Nah, just route it to a Linux box with transparent proxy and show your own 'Websites-R-Us' page to your customers.
On Mon, Sep 15, 2003 at 07:17:59PM -0400, Matthew Crocker wrote:
This is sufficiently technically and business slimy that I would null-route that IP, personally.
Nah, just route it to a Linux box with transparent proxy and show your own 'Websites-R-Us' page to your customers.

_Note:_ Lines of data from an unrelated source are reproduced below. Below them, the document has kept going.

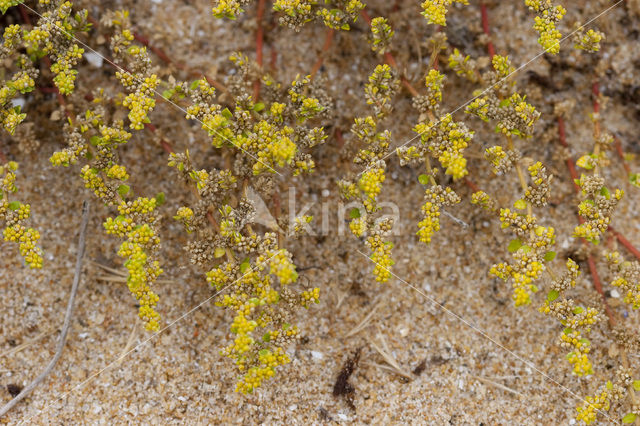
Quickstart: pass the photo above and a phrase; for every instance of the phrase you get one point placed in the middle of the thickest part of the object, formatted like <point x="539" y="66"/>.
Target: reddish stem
<point x="339" y="138"/>
<point x="626" y="243"/>
<point x="259" y="45"/>
<point x="597" y="284"/>
<point x="328" y="39"/>
<point x="485" y="28"/>
<point x="618" y="146"/>
<point x="471" y="185"/>
<point x="392" y="61"/>
<point x="570" y="165"/>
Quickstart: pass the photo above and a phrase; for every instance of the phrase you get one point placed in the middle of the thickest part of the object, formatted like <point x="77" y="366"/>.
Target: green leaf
<point x="226" y="113"/>
<point x="167" y="94"/>
<point x="160" y="198"/>
<point x="629" y="418"/>
<point x="423" y="179"/>
<point x="514" y="245"/>
<point x="244" y="265"/>
<point x="123" y="190"/>
<point x="520" y="204"/>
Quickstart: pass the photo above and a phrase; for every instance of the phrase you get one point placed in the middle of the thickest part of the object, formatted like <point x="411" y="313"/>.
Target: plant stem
<point x="328" y="39"/>
<point x="67" y="317"/>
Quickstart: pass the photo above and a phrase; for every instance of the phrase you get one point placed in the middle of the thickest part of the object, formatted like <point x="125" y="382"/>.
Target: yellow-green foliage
<point x="436" y="10"/>
<point x="14" y="214"/>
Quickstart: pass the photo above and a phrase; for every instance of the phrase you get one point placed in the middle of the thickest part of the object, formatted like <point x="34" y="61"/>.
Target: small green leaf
<point x="160" y="198"/>
<point x="167" y="94"/>
<point x="629" y="418"/>
<point x="244" y="265"/>
<point x="423" y="179"/>
<point x="514" y="245"/>
<point x="226" y="113"/>
<point x="553" y="295"/>
<point x="123" y="190"/>
<point x="520" y="204"/>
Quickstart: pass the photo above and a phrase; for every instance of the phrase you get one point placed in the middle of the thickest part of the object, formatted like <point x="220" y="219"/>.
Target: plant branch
<point x="67" y="318"/>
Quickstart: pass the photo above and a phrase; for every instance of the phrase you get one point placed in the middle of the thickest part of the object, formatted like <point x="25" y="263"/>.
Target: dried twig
<point x="67" y="318"/>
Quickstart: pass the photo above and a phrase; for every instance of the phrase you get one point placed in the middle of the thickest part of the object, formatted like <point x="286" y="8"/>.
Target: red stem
<point x="485" y="28"/>
<point x="618" y="146"/>
<point x="259" y="46"/>
<point x="328" y="39"/>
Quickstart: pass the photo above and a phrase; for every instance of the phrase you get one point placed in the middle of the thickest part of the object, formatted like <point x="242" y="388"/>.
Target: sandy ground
<point x="486" y="362"/>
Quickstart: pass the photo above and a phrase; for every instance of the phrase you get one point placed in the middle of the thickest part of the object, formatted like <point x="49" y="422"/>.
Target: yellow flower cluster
<point x="381" y="34"/>
<point x="579" y="356"/>
<point x="11" y="116"/>
<point x="6" y="4"/>
<point x="370" y="183"/>
<point x="381" y="257"/>
<point x="463" y="65"/>
<point x="256" y="375"/>
<point x="589" y="41"/>
<point x="228" y="8"/>
<point x="436" y="10"/>
<point x="141" y="102"/>
<point x="380" y="88"/>
<point x="597" y="208"/>
<point x="446" y="140"/>
<point x="310" y="296"/>
<point x="339" y="19"/>
<point x="435" y="198"/>
<point x="434" y="82"/>
<point x="139" y="82"/>
<point x="626" y="276"/>
<point x="588" y="411"/>
<point x="545" y="23"/>
<point x="136" y="224"/>
<point x="282" y="266"/>
<point x="52" y="36"/>
<point x="92" y="180"/>
<point x="256" y="306"/>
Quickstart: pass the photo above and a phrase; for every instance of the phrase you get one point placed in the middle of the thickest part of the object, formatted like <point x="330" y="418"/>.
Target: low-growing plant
<point x="262" y="132"/>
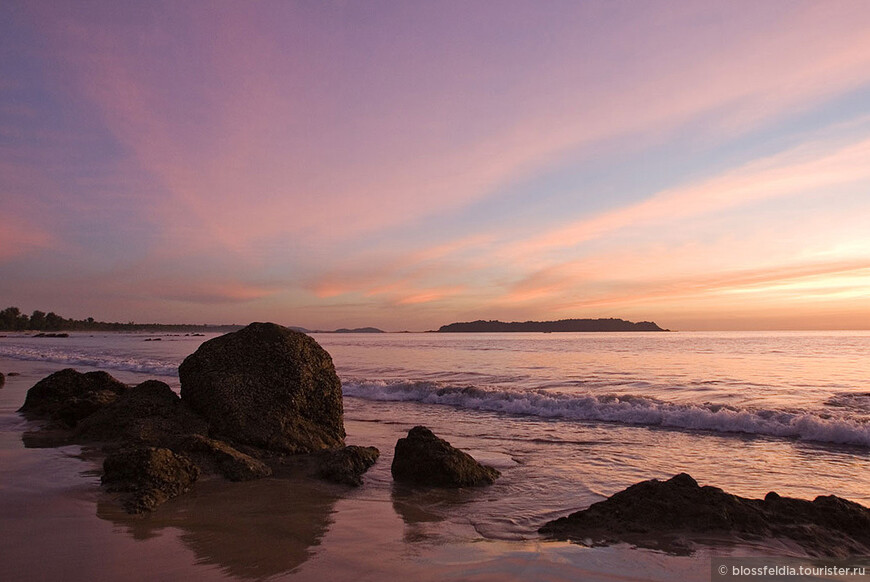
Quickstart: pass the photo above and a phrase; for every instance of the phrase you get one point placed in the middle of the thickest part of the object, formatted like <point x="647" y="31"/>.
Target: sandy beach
<point x="59" y="524"/>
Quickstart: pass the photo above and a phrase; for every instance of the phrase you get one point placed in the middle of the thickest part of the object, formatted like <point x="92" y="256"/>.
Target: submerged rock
<point x="150" y="413"/>
<point x="347" y="465"/>
<point x="422" y="458"/>
<point x="69" y="396"/>
<point x="658" y="513"/>
<point x="266" y="386"/>
<point x="147" y="476"/>
<point x="219" y="457"/>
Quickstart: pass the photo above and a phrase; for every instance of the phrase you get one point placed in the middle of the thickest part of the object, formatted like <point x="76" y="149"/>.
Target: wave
<point x="625" y="409"/>
<point x="102" y="361"/>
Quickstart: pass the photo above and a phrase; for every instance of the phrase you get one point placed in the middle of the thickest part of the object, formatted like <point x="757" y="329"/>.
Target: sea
<point x="568" y="419"/>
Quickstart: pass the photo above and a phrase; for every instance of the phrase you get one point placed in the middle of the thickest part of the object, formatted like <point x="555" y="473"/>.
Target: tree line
<point x="12" y="319"/>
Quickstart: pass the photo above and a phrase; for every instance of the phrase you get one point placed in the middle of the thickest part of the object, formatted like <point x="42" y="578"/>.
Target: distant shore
<point x="563" y="325"/>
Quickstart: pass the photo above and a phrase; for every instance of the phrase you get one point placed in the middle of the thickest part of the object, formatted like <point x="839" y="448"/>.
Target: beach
<point x="518" y="402"/>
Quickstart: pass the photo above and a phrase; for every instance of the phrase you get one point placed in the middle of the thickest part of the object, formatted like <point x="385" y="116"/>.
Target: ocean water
<point x="567" y="418"/>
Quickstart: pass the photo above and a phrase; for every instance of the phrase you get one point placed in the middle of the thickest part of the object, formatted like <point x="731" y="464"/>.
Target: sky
<point x="703" y="165"/>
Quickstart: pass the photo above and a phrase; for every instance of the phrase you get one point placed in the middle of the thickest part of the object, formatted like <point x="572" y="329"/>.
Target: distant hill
<point x="341" y="330"/>
<point x="563" y="325"/>
<point x="359" y="330"/>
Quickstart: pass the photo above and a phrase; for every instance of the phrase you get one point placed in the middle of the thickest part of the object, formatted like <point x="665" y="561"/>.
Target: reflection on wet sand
<point x="421" y="507"/>
<point x="249" y="530"/>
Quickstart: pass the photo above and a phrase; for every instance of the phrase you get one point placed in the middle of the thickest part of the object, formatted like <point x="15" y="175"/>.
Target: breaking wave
<point x="625" y="409"/>
<point x="103" y="361"/>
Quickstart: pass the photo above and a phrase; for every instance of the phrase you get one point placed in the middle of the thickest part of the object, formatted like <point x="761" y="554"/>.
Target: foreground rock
<point x="219" y="457"/>
<point x="347" y="465"/>
<point x="266" y="386"/>
<point x="150" y="413"/>
<point x="147" y="476"/>
<point x="668" y="514"/>
<point x="68" y="396"/>
<point x="422" y="458"/>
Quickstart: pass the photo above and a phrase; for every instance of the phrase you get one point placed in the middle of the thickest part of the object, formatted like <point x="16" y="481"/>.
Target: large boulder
<point x="150" y="413"/>
<point x="422" y="458"/>
<point x="665" y="514"/>
<point x="147" y="476"/>
<point x="69" y="396"/>
<point x="266" y="386"/>
<point x="347" y="465"/>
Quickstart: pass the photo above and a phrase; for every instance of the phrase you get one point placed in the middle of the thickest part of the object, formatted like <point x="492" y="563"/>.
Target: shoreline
<point x="52" y="499"/>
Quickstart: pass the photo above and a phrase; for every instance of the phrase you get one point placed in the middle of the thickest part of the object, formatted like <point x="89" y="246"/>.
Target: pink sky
<point x="404" y="165"/>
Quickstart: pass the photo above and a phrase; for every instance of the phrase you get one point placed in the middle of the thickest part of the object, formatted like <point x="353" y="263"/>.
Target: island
<point x="563" y="325"/>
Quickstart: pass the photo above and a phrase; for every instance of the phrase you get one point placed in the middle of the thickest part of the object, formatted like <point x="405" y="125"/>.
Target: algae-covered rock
<point x="147" y="476"/>
<point x="219" y="457"/>
<point x="149" y="413"/>
<point x="422" y="458"/>
<point x="266" y="386"/>
<point x="658" y="513"/>
<point x="69" y="396"/>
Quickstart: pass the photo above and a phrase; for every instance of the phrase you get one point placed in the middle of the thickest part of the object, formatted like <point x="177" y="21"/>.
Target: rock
<point x="219" y="457"/>
<point x="347" y="465"/>
<point x="150" y="413"/>
<point x="147" y="476"/>
<point x="424" y="459"/>
<point x="656" y="513"/>
<point x="266" y="386"/>
<point x="68" y="396"/>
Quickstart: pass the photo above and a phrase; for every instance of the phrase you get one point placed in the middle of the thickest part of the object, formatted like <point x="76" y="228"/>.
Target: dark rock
<point x="655" y="513"/>
<point x="347" y="465"/>
<point x="147" y="476"/>
<point x="68" y="396"/>
<point x="150" y="413"/>
<point x="266" y="386"/>
<point x="219" y="457"/>
<point x="424" y="459"/>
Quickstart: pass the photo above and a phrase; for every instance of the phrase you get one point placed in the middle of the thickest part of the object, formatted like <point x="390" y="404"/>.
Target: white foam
<point x="626" y="409"/>
<point x="101" y="361"/>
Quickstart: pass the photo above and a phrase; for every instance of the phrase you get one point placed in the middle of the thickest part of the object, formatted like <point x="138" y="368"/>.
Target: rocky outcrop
<point x="219" y="457"/>
<point x="147" y="476"/>
<point x="422" y="458"/>
<point x="666" y="514"/>
<point x="347" y="465"/>
<point x="150" y="413"/>
<point x="266" y="386"/>
<point x="68" y="396"/>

Or a "VeriSign's business practices" page. Unbelievable where Internet got over the last 10 years. Looks like the last cluons at VeriSign were eaten up by their sales/marketing departments (finally). Now they are "hijacking" two complete gTLD namespaces... VeriSign: WHO DO YOU THINK YOU ARE? And don't try to tell us that you want to "help" users who mistype addresses. You want to make money with typos, that's all. Any "Site Finder" stuff is absurd by itself. Shaking head, Daniel
On Tue, 16 Sep 2003, Daniel Roesen wrote:
VeriSign: WHO DO YOU THINK YOU ARE?
And don't try to tell us that you want to "help" users who mistype addresses. You want to make money with typos, that's all. Any "Site Finder" stuff is absurd by itself.
and their list of justifications for why what they are doing in their whitepaper is just... completely laughable. And so much for the claims their representatives made to the press the other week that it would only impact "web browsing" (as if such a thing were even possible. They clearly are not thinking very well at all of anything beyond HTTP requests made by humans sitting in front of a web browser. Oh, I'm sure their technical people are very aware of all the stuff it will break. But the company doesn't care, why should they? They know very well who they are and what they are breaking.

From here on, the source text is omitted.